EPILEPSIA
Publicado
en Mi Comarca nº 60, Octubre 2003, p. 20.
La
epilepsia se ha convertido en un problema frecuente en perros,
es rara en gatos. Básicamente se trata de convulsiones
periódicas que no tienen una causa física detectable.
Ante un animal que convulsiona, es preciso hacer un diagnóstico
exhaustivo ya que las convulsiones pueden ser manifestación
de un problema subyacente como una intoxicación, un
problema hepático o cardíaco que pueden ser
graves o que pueden tener un tratamiento concreto. Una vez
se ha eliminado cualquiera de estas otras posibles causas,
se determina que el perro sufre de epilepsia.
El
tratamiento convencional se basa en poner tratamientos farmacológicos
de por vida con anticonvulsivantes, y en grados extremos de
crisis mantener al animal bajo anestesia, para intentar controlar
las convulsiones y disminuir la frecuencia de las mismas y
a menudo falla. Además, los tratamientos con dichas
drogas a la larga suelen dañar el hígado del
animal. Los métodos alternativos prometen más,
ya que en muchos casos la homeopatía puede curar una
epilepsia y el animal deja de convulsionar sin necesidad de
estar mantenido con medicación ninguna. La fitoterapia
también promete ya que en muchos casos se pueden utilizar
hierbas específicas como la valeriana en lugar de las
drogas que no son tan tóxicas para el organismo. La
dieta y otros factores ambientales son igualmente importantes.

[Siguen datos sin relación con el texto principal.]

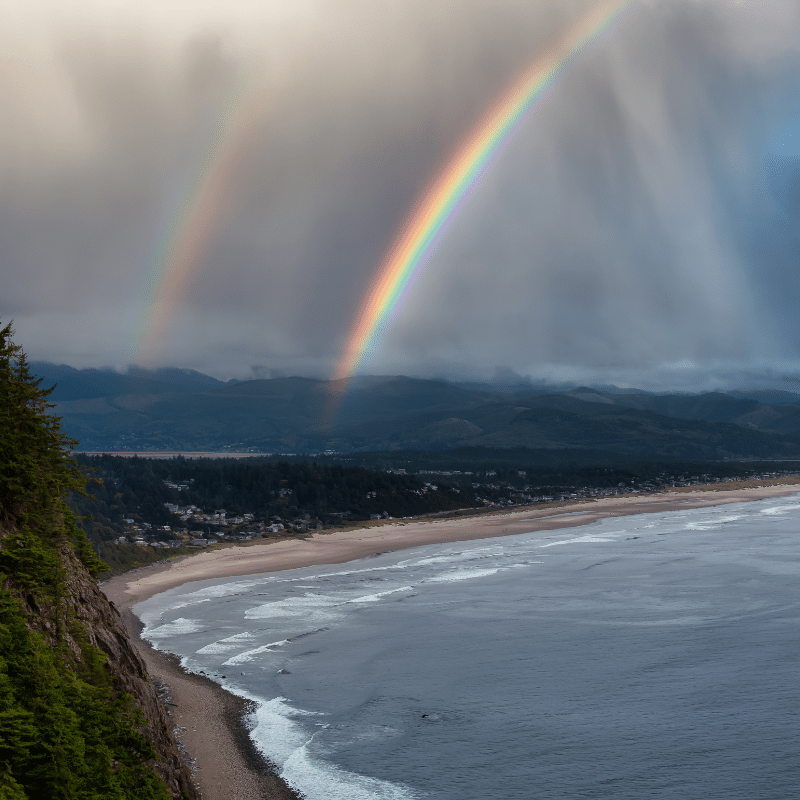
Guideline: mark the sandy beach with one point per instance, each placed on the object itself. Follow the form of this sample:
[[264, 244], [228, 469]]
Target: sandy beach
[[227, 766]]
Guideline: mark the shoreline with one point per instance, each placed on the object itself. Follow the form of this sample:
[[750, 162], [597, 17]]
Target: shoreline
[[227, 764]]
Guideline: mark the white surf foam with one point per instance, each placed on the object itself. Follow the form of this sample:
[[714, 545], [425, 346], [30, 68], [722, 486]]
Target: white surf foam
[[373, 598], [578, 540], [175, 628], [462, 575], [249, 655]]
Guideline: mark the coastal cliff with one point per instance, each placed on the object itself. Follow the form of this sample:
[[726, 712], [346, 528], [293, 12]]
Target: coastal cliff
[[79, 717]]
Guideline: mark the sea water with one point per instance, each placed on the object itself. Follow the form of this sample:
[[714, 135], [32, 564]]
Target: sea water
[[649, 656]]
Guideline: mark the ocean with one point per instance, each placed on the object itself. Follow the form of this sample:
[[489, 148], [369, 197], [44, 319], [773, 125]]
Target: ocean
[[648, 656]]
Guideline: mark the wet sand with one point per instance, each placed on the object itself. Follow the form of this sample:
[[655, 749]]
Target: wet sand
[[227, 765]]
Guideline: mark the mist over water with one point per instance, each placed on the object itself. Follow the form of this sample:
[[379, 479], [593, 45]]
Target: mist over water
[[652, 656]]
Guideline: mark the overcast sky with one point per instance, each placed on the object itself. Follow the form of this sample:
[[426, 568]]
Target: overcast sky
[[641, 228]]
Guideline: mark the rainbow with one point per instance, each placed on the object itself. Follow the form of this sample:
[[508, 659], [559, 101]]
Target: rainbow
[[428, 221], [199, 212]]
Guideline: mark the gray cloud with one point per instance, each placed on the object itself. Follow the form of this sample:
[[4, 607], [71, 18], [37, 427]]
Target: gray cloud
[[638, 226]]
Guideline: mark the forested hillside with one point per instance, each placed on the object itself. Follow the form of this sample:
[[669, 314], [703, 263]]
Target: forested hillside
[[79, 719], [181, 410]]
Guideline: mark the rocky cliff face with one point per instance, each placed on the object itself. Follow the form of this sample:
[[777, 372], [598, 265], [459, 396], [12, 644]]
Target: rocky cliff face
[[102, 624], [97, 617]]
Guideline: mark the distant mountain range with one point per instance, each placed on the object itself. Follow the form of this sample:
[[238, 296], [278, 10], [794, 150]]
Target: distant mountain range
[[176, 409]]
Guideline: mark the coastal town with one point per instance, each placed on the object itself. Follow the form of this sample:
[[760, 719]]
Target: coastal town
[[201, 528]]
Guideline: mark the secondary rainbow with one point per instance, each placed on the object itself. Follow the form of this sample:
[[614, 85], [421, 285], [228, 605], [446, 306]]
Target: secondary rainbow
[[429, 219], [197, 216]]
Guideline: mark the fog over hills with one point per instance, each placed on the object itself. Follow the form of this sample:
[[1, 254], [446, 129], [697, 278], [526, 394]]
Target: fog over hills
[[175, 409]]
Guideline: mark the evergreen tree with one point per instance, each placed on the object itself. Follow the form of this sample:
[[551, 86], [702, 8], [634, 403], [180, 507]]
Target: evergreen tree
[[65, 732]]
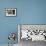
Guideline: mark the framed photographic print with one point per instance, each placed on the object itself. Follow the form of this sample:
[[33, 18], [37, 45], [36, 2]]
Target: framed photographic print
[[10, 11]]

Para el tratamiento homeopático y/o fitoterapeútico
es muy importante trabajar con un veterinario con la formación
adecuada.
Aquí
comento algunas otras medidas que pueden ser de ayuda:
1.
Evitar cualquier tipo de sustancia que irrite el cerebro.
Hay estudios en niños hiperactivos que indican que
los aditivos alimentarios (conservantes, colorantes, etc.)

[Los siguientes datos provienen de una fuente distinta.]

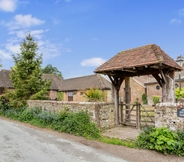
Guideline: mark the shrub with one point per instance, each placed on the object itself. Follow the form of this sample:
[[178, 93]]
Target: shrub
[[156, 99], [4, 104], [47, 117], [60, 96], [162, 140], [79, 124], [29, 114]]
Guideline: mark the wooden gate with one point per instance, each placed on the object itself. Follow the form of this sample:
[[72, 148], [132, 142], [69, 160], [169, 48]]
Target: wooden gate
[[136, 115]]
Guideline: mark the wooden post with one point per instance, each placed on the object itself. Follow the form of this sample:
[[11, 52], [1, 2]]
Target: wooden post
[[127, 94], [116, 103], [138, 116], [168, 89], [116, 82]]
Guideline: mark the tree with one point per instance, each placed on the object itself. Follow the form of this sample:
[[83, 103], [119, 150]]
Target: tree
[[26, 75], [49, 69]]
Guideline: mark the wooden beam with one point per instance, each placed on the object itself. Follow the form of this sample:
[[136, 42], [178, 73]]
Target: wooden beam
[[116, 81], [163, 77], [159, 80]]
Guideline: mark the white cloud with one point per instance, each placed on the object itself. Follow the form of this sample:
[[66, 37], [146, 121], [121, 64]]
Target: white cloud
[[93, 62], [175, 21], [57, 1], [5, 54], [23, 21], [181, 12], [8, 5], [56, 21]]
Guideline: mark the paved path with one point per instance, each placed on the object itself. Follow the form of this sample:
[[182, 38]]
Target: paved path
[[122, 132], [19, 143]]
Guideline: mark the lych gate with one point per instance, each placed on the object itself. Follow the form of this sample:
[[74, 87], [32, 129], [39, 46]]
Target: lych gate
[[145, 60]]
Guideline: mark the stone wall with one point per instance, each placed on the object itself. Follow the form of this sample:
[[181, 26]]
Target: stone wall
[[166, 115], [101, 113]]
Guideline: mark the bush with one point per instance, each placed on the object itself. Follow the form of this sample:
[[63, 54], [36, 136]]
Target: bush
[[156, 99], [29, 114], [65, 121], [4, 104], [47, 117], [162, 140], [79, 124]]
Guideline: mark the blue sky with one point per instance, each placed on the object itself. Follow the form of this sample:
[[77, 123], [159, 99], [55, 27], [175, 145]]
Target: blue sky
[[77, 36]]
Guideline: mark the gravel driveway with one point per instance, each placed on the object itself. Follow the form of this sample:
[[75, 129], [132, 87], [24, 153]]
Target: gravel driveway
[[26, 143]]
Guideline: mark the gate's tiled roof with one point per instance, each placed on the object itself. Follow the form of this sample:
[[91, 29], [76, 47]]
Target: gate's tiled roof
[[85, 82], [137, 57]]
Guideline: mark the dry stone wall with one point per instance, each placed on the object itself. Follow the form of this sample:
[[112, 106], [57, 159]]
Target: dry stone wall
[[101, 113], [166, 114]]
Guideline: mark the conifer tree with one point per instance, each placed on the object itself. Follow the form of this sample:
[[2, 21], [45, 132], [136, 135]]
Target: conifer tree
[[26, 75]]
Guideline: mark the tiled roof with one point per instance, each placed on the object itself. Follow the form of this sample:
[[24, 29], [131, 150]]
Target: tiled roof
[[56, 81], [85, 82], [137, 57]]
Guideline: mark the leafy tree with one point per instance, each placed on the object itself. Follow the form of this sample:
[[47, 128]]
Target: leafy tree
[[49, 69], [26, 75]]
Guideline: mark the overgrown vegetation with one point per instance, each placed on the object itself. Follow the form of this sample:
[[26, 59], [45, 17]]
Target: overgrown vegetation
[[26, 75], [65, 121], [156, 99], [144, 99], [94, 94], [162, 140], [60, 96]]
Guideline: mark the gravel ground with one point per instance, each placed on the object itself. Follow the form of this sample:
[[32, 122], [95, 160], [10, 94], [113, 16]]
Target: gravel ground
[[129, 154]]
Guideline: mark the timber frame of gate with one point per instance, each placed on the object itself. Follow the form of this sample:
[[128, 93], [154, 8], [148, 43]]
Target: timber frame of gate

afectan al cerebro de este modo. Así pues, se debe
eliminar completamente de la dieta cualquier alimento comercial,
golosina, premio o comida que lleve aditivos artificiales.
De igual modo, se debe evitar el uso de químicos en
el ambiente o sobre el animal como insecticidas, etc. Las
vacunas también dañan el cerebro según
indican estudios realizados en niños con marcadores
biológicos de las vacunas, con lo que reitero la importancia
de no sobrevacunar y por supuesto no vacunar animales enfermos
(y un animal epiléptico es un animal enfermo).
2.
La meta de una dieta para un animal epiléptico es promover
una nutrición adecuada del tejido cerebral y eliminar
las posibles toxinas del sistema. Para ello, además
de evitar los aditivos artificiales, se debe limitar la cantidad
de vísceras, especialmente de hígado y de riñón,
ya que estas están más contaminadas por pesticidas,
antibióticos, metales pesados y hormonas (toxinas).
3.
Hay una serie de suplementos dietéticos que se pueden
y deben incluir en el tratamiento. Las vitaminas del grupo
B ayudan a la función del cerebro y por tanto son importantes
para cualquier animal con una disfunción cerebral,
incluyendo la epilepsia. Los antioxidantes, tanto vitaminas
(A, C y E) y minerales como los ácidos grasos omega
3, también pueden ser de gran ayuda al disminuir la
inflamación y degeneración del tejido cerebral.